Aşırılaştırmanın en tehlikeli olduğu nokta; hallerle insanlar arasına mesafe koymamasıdır. Her hali bir insandan; her insanı da bir halden biliyor. Bu, doğrudanlık ve özdeşlik kurma üzerinden işleyen; yakıcı ve boğucu bir mahkûmiyet ilişkisi. Diyar-ı Rum'un insanlarının şeref algılamasını ve bu algılamaya dayalı cümle hassasiyetlerini de bu belirliyor.

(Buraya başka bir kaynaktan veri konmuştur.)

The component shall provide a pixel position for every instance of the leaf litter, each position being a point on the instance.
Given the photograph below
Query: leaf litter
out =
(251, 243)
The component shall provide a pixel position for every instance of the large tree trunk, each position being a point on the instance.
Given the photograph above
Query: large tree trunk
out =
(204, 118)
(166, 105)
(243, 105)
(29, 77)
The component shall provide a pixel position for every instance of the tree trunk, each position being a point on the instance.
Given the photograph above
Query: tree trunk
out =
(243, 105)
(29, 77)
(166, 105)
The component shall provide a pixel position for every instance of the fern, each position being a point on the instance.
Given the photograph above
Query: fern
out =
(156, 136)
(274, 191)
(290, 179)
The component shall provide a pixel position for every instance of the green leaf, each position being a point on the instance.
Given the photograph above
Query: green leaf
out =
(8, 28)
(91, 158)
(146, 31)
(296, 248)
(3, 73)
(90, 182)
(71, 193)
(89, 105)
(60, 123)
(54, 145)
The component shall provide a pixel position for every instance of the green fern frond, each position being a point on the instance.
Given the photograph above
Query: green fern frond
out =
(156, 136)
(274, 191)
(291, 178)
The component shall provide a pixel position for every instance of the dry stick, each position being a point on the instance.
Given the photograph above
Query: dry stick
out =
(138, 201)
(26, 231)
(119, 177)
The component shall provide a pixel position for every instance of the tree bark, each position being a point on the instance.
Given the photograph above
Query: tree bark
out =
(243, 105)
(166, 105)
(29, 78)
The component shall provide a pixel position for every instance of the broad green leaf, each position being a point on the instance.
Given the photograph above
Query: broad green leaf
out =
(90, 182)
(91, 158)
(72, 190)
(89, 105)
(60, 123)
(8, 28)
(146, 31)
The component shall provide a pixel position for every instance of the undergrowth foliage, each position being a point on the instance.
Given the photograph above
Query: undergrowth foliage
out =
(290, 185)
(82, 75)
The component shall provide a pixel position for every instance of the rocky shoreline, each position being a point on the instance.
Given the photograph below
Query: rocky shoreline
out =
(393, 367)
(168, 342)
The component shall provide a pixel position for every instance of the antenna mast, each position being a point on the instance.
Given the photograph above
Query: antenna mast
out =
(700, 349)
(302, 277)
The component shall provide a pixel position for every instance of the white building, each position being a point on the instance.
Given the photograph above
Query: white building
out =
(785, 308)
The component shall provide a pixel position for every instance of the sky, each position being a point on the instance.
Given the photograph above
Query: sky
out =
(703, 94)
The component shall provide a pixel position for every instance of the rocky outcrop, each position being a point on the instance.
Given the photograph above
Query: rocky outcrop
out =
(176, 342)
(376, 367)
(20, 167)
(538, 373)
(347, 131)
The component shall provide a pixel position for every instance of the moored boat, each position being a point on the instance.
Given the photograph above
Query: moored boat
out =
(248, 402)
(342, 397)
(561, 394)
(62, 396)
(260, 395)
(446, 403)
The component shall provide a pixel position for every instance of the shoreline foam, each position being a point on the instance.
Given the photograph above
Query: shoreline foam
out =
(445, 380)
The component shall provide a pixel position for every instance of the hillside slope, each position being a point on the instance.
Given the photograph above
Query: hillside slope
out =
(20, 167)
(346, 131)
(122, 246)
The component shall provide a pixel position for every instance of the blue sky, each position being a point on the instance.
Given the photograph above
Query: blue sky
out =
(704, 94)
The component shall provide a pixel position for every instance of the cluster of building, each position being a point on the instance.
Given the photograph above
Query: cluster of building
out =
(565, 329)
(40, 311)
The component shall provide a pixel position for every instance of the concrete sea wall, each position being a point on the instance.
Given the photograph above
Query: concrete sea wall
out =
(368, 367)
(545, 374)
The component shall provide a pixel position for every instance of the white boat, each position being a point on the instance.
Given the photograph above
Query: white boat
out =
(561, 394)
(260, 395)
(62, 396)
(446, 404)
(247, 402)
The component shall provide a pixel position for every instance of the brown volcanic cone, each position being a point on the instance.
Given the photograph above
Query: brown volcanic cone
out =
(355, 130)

Aşırılaştırma öz-algı (self-perception) dünyamızı da belirledi. Modernist entelijensiyalar, "halklarını" atalet içinde görüyorlardı. Mesela Türklerin "tembelliği" dillere pelesenk olmuştu. Oysa her şey bir fırsat sorunudur ve her şey pratiğin er meydanında belli olur. Nitekim bugün Türkler tembeldir demek körlük; daha beteri, insafsızlıktır. Çalışkan Batı'nın (!) Akdenizli yüzünün -İtalya, o da ağırlıklı olarak Kuzeyi ile, hariç- çalışkanlıkta bizlerden çok geride kaldığı artık aşikâr. Akdenizlilik kültürü turistik cazibesi bir yana bu tembelliğin bir başka adı galiba. Latinler, Grekler ve dindaşımız Arapları içine alıyor. Ama Diyar-ı Rum'un "ruhu" farklı. Bu toprakların siestası olmadı, olmayacak da. Bu diyar geceyi gündüzü bir edenlerin dünyasıdır. Siestası olanlar düşünsün. Diyar-ı Rum'un insanları dünyanın dört bir yanında büyük işlere imza atıyor. Tembel olsalardı, Vietnam'dan Brezilya'ya dünyanın neredeyse her yerinde, girişim yapamazlardı. Türkler girişimci yeteneklerini ve dinamizmlerini layıkı veçhile ispat edebildi. Bu dinamizm aşırılaştırma kültüründen besleniyor. Ataları, doğru dürüst bir deniz görgüsü ve bilgisi olmadan gözüpeklik yapıp Marmara'yı en ince yerinden geçerek Balkanlar'a nasıl atladıysa ve bu gözüpekliğin ve aculluğun meyvesi büyük bir imparatorluk olduysa; bugün onların torunları da benzer şekilde dünyadaki fırsat alanlarının keskin takipçileri. Ama dikkat edelim; atalarımızdan farkımız bu başarıların birikimini damıtan organizasyonel bir beceri geliştiremiyoruz. Bu konuda eskisi kadar olmasa bile hâlâ savrukluğumuzu sürdürüyoruz. Organize olabilmek; aşırılaştırmanın sınırlanmasını, istişare ve müzakere etmeyi, işbirliği geliştirmeyi sağlayacak bir iradeyi gerektiriyor. Bu sadece bir organizasyonel sorun değil. Tümüyle kamusal hayatımızı zora sokan, günlük hayatta ve elbette ki siyasette kabalık, saldırganlık ve şiddet olarak tezahür eden, etkileri hayli yaygın bir dinamik. Atalarımız onca kanlı canlı maceradan bir barış geliştirmeyi bildiler. Biz bugün kazanımlarımızı asabiyye kazanımları olmaktan çıkaracak ve ümrana erdirecek yollar bulmakta zorlanıyoruz.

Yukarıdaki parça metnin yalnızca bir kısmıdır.